The workspace persists between starts — disk, files, all of it. Halt cleanly, deliver a new request, start it back up. Claude can read whatever it wrote on the previous run.

Terminal window
microagent halt minimal-body
microagent cp examples/minimal-body/demo/input-002.json minimal-body:/workspace/input.json
microagent start minimal-body
microagent --json result minimal-body

The second request asks Claude to read /workspace/hello.py and explain it. The file is still there from the first run; the system prompt is still loaded; the installed deps are still installed. Anthropic’s prompt cache is still warm too — the second request reads the system prompt back at ~10× cheaper than the first paid for it.
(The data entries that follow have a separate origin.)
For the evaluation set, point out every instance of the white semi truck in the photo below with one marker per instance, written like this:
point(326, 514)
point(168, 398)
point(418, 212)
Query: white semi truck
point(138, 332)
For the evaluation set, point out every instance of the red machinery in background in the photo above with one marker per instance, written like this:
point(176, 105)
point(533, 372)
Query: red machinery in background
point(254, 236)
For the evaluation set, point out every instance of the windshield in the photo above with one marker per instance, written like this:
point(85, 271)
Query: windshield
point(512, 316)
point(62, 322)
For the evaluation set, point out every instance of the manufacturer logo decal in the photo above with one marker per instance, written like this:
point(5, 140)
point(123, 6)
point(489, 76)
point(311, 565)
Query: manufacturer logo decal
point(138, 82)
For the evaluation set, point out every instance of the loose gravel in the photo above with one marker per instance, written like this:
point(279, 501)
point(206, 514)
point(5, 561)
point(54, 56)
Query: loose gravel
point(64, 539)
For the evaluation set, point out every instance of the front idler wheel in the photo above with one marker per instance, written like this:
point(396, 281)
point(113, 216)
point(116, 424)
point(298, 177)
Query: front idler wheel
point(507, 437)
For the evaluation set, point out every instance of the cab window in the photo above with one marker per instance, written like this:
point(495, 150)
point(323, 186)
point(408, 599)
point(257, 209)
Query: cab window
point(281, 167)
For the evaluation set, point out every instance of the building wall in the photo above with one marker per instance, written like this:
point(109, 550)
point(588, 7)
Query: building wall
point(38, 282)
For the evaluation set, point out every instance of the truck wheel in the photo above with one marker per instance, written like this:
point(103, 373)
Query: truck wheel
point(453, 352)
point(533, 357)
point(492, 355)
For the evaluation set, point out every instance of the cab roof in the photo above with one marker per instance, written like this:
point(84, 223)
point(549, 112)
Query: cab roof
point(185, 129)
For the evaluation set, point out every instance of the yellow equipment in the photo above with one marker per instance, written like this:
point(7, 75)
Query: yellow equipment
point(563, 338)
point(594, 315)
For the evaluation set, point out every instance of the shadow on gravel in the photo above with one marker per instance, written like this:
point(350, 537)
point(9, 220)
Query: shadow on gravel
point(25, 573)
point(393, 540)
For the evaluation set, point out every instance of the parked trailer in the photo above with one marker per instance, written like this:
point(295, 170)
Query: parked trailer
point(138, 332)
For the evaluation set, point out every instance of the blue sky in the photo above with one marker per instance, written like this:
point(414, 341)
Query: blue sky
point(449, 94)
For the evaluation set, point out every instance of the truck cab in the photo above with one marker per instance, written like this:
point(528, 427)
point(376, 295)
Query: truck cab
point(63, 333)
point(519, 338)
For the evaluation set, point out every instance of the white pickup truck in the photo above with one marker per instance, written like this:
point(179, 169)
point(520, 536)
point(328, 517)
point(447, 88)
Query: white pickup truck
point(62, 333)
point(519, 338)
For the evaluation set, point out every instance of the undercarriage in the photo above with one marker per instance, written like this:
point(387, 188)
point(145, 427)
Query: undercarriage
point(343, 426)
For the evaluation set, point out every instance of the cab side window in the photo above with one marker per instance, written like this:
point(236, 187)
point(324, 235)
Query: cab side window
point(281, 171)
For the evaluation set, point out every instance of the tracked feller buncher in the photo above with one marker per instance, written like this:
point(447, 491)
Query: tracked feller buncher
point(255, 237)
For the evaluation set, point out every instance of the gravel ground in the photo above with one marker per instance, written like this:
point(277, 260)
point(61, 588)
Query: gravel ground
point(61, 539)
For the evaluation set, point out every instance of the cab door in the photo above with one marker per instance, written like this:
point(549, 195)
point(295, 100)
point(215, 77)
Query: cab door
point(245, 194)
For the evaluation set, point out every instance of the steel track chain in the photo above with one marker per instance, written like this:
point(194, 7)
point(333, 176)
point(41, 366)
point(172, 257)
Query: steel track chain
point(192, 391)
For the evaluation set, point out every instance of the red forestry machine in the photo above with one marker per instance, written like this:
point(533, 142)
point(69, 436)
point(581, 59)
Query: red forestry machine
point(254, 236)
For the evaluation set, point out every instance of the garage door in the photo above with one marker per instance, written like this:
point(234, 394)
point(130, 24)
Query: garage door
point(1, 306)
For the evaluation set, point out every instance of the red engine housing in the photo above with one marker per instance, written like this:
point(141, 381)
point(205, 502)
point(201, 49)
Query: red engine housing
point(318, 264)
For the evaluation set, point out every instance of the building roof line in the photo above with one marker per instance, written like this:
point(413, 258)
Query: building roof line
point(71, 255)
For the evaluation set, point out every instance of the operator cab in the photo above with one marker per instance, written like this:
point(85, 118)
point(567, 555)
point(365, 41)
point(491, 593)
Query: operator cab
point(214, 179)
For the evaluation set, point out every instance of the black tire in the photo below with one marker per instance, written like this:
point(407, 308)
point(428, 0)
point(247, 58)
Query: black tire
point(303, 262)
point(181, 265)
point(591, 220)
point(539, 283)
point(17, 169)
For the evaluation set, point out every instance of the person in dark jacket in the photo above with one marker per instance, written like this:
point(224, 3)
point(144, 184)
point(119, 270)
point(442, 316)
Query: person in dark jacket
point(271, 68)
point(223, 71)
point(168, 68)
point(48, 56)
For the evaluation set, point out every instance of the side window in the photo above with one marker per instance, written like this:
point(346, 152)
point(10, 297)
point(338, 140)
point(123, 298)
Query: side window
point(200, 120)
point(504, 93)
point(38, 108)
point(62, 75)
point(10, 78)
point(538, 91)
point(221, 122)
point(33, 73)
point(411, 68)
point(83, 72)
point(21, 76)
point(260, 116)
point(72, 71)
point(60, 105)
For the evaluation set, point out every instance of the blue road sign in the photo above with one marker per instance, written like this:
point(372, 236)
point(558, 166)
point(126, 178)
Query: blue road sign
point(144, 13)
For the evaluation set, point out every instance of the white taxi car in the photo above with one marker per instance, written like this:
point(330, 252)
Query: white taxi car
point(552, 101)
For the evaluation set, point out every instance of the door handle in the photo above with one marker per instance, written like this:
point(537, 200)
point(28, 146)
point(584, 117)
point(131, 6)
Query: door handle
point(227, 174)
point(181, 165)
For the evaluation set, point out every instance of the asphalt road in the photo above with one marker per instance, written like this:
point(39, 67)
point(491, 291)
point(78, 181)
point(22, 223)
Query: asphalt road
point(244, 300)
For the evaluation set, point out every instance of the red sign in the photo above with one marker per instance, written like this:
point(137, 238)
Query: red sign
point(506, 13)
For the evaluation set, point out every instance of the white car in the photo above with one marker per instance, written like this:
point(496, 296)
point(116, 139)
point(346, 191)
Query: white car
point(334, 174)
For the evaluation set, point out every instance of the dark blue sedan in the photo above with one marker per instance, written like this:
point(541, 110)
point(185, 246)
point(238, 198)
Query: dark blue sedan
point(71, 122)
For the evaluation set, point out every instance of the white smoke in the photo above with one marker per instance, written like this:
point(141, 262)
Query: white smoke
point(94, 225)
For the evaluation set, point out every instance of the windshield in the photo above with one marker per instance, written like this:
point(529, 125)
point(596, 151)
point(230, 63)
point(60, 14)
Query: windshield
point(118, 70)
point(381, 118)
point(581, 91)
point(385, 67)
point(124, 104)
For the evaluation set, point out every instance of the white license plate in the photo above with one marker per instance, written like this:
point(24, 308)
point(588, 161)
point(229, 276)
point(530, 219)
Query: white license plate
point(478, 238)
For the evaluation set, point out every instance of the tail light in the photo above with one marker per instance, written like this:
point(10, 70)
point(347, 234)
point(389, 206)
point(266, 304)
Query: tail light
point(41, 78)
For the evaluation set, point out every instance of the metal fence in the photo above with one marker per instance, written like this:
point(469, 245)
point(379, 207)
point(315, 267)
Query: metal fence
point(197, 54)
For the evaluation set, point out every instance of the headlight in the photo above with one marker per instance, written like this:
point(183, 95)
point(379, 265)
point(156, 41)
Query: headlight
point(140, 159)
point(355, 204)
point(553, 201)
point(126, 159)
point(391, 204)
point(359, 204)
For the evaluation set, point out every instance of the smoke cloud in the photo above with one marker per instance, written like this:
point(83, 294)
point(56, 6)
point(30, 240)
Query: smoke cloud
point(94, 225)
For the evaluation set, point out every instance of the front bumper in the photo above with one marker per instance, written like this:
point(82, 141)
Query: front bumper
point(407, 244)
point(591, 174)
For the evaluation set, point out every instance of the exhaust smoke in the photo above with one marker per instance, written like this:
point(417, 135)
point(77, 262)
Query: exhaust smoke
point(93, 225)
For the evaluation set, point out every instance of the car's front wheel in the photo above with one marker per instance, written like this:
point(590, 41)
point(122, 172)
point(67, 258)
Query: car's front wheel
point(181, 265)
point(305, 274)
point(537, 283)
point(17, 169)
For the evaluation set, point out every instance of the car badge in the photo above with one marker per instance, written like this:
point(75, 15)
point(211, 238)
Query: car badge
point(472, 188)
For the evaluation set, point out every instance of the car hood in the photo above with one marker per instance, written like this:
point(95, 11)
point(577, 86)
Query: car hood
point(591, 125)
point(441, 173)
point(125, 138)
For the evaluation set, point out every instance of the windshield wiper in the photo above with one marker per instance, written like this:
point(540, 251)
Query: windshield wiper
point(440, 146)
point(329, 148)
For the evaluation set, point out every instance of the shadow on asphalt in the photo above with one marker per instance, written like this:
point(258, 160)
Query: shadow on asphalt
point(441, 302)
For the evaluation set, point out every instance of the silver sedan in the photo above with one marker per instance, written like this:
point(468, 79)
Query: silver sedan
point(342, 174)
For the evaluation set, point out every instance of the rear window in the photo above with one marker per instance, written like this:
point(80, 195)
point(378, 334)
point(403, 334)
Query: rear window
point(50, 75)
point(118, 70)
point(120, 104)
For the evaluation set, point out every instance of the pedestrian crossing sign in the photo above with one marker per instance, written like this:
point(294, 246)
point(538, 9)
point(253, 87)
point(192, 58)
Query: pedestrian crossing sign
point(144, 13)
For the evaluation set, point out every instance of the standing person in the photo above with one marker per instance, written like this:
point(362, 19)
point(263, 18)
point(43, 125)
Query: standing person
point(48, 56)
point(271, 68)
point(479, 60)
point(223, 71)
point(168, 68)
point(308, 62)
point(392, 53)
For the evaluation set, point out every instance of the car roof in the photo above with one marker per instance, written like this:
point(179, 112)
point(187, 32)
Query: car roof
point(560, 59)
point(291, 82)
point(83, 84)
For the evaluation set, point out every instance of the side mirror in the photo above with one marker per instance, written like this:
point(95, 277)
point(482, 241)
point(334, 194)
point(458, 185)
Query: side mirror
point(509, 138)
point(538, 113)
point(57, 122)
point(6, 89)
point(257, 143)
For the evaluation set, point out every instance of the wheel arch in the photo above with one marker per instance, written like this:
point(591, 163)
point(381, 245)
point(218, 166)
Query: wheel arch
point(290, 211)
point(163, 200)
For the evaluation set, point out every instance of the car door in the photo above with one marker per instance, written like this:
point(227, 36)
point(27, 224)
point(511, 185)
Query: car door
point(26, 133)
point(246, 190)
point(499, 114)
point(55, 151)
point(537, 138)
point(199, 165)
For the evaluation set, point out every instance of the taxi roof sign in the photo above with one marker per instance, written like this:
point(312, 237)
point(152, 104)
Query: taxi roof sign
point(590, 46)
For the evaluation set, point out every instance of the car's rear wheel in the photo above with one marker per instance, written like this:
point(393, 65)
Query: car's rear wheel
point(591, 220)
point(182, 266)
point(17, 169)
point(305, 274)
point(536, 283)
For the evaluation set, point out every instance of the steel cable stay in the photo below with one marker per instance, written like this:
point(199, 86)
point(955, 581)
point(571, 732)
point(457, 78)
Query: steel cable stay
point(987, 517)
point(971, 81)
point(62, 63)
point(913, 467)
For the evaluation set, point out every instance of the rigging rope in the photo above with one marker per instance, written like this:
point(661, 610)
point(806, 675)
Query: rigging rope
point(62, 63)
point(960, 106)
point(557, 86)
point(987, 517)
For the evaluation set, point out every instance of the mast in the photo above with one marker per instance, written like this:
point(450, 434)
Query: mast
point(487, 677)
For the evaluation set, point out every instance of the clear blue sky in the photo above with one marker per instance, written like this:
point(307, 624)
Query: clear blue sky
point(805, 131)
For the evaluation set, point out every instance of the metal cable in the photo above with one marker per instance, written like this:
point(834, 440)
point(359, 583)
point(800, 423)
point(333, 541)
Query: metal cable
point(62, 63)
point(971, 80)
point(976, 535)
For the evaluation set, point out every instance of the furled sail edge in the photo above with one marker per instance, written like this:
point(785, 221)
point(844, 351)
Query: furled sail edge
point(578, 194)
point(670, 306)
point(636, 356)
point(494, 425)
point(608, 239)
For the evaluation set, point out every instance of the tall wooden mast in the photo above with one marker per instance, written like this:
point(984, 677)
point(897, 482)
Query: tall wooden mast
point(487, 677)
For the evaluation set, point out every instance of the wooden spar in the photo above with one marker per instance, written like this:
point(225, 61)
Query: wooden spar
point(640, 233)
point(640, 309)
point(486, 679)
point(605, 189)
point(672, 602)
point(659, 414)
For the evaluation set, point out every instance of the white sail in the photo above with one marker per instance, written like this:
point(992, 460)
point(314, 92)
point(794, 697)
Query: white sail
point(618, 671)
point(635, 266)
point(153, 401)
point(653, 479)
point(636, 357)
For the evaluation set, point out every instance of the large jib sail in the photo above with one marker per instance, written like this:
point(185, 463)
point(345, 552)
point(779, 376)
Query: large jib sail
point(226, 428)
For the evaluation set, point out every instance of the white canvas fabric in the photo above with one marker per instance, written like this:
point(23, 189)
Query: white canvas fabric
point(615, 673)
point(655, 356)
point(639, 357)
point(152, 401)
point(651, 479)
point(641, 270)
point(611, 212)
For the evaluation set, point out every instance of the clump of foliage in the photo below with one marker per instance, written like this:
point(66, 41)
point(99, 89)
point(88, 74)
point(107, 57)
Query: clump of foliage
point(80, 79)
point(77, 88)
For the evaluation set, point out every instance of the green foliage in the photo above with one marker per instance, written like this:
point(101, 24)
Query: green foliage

(See glossary for halt vs stop vs kill vs quarantine.)

Terminal window
microagent halt minimal-body
microagent delete minimal-body

delete removes the workspace record and disk. (For Firecracker, delete refuses while the VM is still running; halt or stop first.)

The body’s shape doesn’t depend on which model it talks to. Sibling examples ship the same flow against OpenAI and Gemini — same protocol, same tools, same workspace, same recipe. Each variant has its own microagent.yaml and README:

Swap the spec path and the API-key env var; everything else stays the same.

This recipe runs the agent against one request per restart and uses an env-var API key. Two production-shape gaps:

  • Mediation-channel transport. The agent receives one request at a time via microagent cp. A real deployment carries WorkRequest and WorkResult over the mediation channel — a guest-to-host vsock contract — so the body sees a stream of requests without restarting between them.
  • Mediation-routed egress. Passing ANTHROPIC_API_KEY (or OPENAI_API_KEY, GEMINI_API_KEY) as an env var means the body holds the key and reaches the model directly. The production shape routes the call through a host-side proxy that holds the key, audits requests, and forwards them. See agency for an implementation.